Categories: Editorials

Football & gay rights

Sports training focuses on working together as a highly calibrated unit. If factors having nothing to do with ability damage that unity, the team suffers.

Racism is such a factor. While it has not been eradicated in sports, there’s no doubt U.S. teams have been enormously strengthened by diversity — won through decades of struggle.

Gay baiting has also been a fixture in many sports — nowhere more than in football. But two leading players have stepped up and called it out.

Baltimore Ravens linebacker Brendon Ayanbadejo, who is African-American, went public on YouTube in support of same-sex marriage. This infuriated Maryland State Assembly Delegate Emmett Burns, who demanded the Ravens’ owner muzzle Ayanbadejo.

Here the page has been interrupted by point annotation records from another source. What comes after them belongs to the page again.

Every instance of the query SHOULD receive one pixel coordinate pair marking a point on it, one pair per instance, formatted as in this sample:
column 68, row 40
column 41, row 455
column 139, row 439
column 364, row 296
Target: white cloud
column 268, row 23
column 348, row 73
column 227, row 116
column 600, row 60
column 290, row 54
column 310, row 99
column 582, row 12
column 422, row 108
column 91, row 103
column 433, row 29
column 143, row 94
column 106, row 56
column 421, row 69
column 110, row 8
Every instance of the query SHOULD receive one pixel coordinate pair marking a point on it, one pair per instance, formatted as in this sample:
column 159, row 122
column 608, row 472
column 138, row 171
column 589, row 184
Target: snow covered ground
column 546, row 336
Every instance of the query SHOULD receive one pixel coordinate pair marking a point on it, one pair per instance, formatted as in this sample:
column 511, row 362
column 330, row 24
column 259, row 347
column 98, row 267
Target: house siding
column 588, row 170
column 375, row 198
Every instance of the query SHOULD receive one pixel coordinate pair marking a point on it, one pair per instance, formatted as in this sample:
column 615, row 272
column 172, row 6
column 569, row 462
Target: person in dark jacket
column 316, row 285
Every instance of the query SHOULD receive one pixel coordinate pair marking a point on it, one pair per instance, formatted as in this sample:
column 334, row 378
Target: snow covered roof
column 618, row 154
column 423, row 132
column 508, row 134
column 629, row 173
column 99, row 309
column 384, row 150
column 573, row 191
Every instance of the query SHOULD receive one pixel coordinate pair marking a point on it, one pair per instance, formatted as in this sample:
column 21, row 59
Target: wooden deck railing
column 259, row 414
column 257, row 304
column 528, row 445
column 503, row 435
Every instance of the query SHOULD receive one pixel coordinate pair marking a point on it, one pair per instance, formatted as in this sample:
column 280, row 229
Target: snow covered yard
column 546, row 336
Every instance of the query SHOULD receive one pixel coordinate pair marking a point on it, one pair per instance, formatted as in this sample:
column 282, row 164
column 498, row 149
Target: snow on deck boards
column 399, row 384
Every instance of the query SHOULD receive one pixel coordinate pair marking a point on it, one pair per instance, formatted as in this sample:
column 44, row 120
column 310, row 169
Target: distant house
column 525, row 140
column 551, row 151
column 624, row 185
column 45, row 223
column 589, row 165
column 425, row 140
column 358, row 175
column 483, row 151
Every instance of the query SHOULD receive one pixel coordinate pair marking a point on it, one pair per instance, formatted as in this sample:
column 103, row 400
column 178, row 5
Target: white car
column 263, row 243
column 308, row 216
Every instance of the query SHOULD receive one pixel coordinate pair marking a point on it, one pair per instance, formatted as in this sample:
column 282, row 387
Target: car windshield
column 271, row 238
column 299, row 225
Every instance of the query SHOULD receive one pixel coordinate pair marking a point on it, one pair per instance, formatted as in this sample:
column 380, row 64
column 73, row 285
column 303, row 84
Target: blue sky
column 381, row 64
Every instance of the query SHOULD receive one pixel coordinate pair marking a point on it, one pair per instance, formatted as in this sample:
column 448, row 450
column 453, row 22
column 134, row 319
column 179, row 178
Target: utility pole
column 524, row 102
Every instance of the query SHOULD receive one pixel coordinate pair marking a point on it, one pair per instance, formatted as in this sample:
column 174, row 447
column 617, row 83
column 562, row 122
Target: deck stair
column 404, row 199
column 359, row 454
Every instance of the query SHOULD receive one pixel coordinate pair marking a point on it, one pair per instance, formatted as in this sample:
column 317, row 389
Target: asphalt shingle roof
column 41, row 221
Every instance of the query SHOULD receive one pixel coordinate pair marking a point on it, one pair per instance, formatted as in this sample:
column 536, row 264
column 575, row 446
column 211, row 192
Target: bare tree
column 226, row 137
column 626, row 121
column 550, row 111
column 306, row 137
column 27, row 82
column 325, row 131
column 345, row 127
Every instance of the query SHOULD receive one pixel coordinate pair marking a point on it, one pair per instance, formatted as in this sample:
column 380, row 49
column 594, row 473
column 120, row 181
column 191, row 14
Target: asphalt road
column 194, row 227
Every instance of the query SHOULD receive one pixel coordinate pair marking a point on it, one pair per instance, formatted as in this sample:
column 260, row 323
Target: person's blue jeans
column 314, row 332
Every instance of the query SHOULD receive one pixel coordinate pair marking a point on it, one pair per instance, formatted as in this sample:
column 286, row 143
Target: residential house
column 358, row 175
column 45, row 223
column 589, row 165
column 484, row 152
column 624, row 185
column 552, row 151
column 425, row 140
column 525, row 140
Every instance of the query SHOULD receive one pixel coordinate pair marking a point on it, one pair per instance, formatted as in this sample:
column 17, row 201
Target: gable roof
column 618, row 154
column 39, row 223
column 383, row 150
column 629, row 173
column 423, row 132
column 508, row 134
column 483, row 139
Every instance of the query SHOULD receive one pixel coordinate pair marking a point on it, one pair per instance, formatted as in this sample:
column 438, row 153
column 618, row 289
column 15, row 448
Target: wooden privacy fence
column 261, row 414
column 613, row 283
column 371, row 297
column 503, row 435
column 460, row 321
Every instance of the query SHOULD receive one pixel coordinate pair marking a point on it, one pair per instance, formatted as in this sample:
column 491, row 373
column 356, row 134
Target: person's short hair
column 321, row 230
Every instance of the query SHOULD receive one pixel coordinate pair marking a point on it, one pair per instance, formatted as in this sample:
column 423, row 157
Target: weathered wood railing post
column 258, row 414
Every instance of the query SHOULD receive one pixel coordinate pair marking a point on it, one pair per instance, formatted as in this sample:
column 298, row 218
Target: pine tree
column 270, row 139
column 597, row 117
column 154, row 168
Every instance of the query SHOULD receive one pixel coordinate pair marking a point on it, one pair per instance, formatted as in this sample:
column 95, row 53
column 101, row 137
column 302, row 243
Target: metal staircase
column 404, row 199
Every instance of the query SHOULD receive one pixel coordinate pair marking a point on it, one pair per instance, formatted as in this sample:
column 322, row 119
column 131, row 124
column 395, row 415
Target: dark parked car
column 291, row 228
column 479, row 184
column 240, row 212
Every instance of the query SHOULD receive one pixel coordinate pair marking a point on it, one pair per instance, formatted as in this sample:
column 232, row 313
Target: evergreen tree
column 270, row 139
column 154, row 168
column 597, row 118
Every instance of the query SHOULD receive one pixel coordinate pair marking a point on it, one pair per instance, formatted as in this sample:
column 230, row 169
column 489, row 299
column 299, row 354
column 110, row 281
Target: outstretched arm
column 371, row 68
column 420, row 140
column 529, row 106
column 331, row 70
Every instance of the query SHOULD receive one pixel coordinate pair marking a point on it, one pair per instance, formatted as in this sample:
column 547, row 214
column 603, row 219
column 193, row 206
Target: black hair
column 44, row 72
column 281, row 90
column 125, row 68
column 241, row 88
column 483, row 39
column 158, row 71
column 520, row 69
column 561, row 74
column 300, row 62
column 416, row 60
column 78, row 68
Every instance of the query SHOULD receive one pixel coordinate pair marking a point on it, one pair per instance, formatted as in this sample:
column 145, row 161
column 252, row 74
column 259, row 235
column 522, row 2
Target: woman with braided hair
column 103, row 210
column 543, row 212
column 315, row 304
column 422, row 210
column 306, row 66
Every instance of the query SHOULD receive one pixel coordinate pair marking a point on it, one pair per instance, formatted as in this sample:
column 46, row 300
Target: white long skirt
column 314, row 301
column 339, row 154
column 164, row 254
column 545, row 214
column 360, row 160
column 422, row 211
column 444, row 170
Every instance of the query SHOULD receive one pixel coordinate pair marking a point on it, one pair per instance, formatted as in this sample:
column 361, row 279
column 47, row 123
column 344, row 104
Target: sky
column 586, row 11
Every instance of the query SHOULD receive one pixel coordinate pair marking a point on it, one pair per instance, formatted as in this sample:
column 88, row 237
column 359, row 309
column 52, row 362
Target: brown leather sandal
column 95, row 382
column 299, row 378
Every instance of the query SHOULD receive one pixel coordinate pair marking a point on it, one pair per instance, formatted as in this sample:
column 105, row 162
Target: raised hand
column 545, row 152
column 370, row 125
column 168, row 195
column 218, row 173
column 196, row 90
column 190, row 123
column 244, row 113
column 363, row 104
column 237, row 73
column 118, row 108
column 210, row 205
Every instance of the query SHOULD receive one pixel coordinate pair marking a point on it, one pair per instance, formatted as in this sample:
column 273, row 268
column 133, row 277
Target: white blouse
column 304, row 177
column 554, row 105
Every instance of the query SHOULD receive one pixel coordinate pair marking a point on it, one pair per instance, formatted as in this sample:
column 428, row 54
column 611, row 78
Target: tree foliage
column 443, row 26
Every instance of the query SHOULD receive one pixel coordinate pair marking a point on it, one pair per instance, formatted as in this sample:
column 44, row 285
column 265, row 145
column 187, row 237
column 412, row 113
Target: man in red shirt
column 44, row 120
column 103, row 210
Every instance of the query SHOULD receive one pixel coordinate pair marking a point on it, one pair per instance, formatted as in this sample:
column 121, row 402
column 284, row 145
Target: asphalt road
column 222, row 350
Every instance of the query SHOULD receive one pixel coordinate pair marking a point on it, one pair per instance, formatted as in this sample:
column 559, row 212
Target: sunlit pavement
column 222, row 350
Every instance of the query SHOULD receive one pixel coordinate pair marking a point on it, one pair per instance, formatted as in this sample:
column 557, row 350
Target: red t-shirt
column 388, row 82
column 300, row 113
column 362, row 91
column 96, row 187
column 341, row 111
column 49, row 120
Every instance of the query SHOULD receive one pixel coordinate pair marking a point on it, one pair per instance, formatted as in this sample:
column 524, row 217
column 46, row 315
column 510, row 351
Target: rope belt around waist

Another NFL player, Minnesota Vikings punter Chris Kluwe, then posted an online reply to Burns that went viral. “Your vitriolic hatred and bigotry make me ashamed and disgusted to think that you are in any way responsible for shaping policy at any level,” said Kluwe, who is white. He ended, “I’ve also been vocal as hell about the issue of gay marriage so you can take your ‘I know of no other NFL player who has done what Mr. Ayanbadejo is doing’ and shove it in your close-minded, totally lacking in empathy piehole and choke on it.”

Three cheers — for two athletes who spoke out for progress and the rest of their unionized co-players who stood with them.